Full-Text Index

ArcadeDB’s full-text index is built on Apache Lucene and supports configurable analyzers, advanced Lucene query syntax, multi-property indexing, native BM25 relevance scoring (with tunable parameters and per-field boosts), and "More Like This" similarity search.

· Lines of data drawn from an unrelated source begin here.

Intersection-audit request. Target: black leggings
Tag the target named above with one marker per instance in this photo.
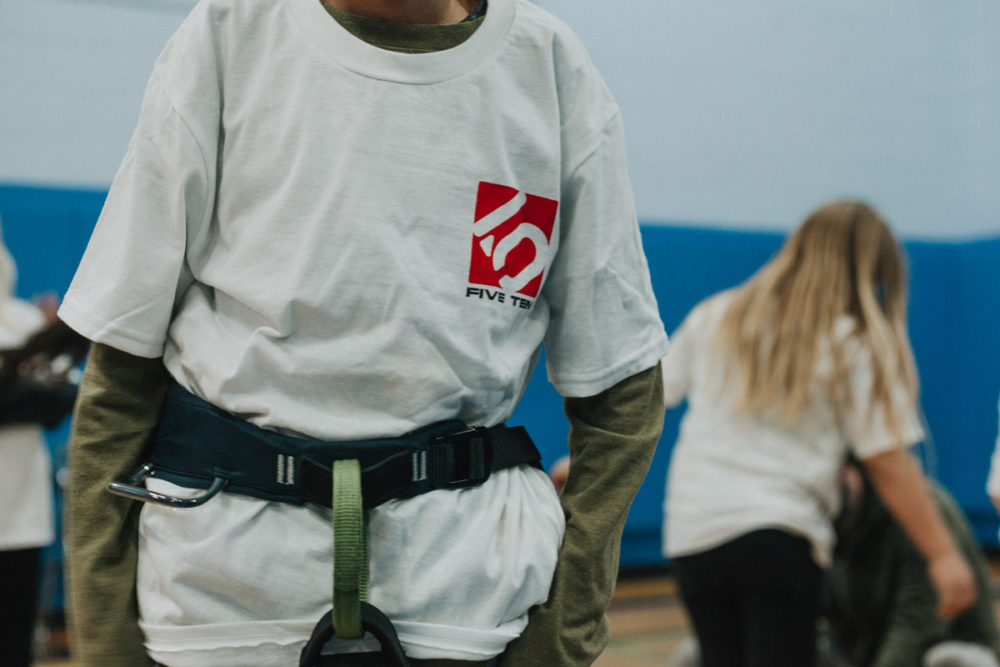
(753, 601)
(19, 583)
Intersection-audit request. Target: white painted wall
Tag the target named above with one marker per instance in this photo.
(738, 114)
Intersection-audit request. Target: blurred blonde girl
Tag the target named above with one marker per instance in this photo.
(784, 375)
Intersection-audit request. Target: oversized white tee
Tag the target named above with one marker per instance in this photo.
(27, 520)
(341, 242)
(732, 473)
(993, 479)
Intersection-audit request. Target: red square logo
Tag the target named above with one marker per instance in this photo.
(510, 239)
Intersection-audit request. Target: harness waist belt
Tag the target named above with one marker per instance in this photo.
(198, 445)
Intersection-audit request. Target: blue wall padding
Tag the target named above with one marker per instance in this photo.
(954, 319)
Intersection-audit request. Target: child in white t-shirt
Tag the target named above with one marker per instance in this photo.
(332, 231)
(784, 375)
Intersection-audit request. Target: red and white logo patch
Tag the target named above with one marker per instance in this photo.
(510, 239)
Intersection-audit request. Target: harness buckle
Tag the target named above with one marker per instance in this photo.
(461, 459)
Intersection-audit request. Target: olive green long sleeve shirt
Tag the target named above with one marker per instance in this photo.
(612, 439)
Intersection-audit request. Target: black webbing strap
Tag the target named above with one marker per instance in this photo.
(198, 445)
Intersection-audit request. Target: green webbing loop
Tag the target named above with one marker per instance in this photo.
(350, 555)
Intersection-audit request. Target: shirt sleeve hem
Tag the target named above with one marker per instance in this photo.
(107, 333)
(582, 386)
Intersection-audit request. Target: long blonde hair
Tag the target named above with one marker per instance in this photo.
(842, 260)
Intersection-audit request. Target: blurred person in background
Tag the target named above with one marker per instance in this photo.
(27, 405)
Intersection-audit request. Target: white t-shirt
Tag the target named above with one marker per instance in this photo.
(338, 241)
(733, 473)
(27, 519)
(993, 481)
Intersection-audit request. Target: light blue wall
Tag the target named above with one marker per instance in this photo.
(954, 315)
(740, 115)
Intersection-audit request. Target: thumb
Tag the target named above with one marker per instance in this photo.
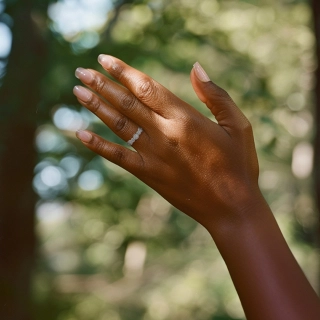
(217, 100)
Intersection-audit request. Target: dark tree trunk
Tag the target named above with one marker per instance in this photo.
(19, 97)
(316, 15)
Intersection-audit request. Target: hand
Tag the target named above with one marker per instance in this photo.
(205, 169)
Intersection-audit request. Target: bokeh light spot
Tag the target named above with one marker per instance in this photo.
(90, 180)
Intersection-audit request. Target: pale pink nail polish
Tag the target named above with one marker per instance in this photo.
(105, 60)
(200, 73)
(84, 75)
(82, 93)
(84, 136)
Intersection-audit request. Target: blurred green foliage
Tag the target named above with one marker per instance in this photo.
(110, 248)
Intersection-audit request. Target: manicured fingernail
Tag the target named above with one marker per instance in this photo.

Creating a Full-Text Index

CREATE INDEX ON Article (content) FULL_TEXT

Multiple properties can be indexed together:

CREATE INDEX ON Article (title, body) FULL_TEXT

Configuring the Analyzer

Pass a METADATA block to choose a Lucene analyzer:

CREATE INDEX ON Article (content) FULL_TEXT
  METADATA {
    "analyzer": "org.apache.lucene.analysis.en.EnglishAnalyzer",
    "allowLeadingWildcard": false,
    "defaultOperator": "OR"
  }

Metadata Options

Option Type Default Description

analyzer

string

org.apache.lucene.analysis.standard.StandardAnalyzer

Lucene analyzer class used for both indexing and querying

index_analyzer

string

Override analyzer used only at index time

query_analyzer

string

Override analyzer used only at query time

allowLeadingWildcard

boolean

false

Allow *term wildcard queries

defaultOperator

"OR" | "AND"

"OR"

Default operator between terms when none is specified

<field>_analyzer

string

Per-field analyzer override, e.g. "title_analyzer"

similarity

"BM25" | "CLASSIC"

"BM25"

Relevance model (see Relevance Scoring). BM25 is the default for newly created indexes; CLASSIC is the legacy term-coordination (match-count) model

bm25_k1

float

1.2

BM25 term-frequency saturation (must be >= 0). Higher values let repeated terms keep increasing the score

bm25_b

float

0.75

BM25 document-length normalization, in [0, 1] (0 disables length normalization)

<field>_boost

float

1.0

Per-field BM25 boost multiplier applied to field-qualified matches on that field (must be >= 0), e.g. "title_boost"

Common Analyzers

Analyzer Class Description

org.apache.lucene.analysis.standard.StandardAnalyzer

General-purpose tokenizer (default)

org.apache.lucene.analysis.en.EnglishAnalyzer

English stemming and stop words

org.apache.lucene.analysis.core.SimpleAnalyzer

Lowercase only, no stop words

org.apache.lucene.analysis.core.WhitespaceAnalyzer

Split on whitespace only

Per-Field Analyzers

For multi-property indexes, each field can use a different analyzer:

CREATE INDEX ON Article (title, body) FULL_TEXT
  METADATA {
    "analyzer": "org.apache.lucene.analysis.standard.StandardAnalyzer",
    "title_analyzer": "org.apache.lucene.analysis.en.EnglishAnalyzer"
  }

Here title uses the English analyzer while body falls back to the standard analyzer.

Searching

SEARCH_INDEX()

Searches a named full-text index using Lucene query syntax.

SELECT * FROM Article
WHERE SEARCH_INDEX('Article[content]', 'java programming')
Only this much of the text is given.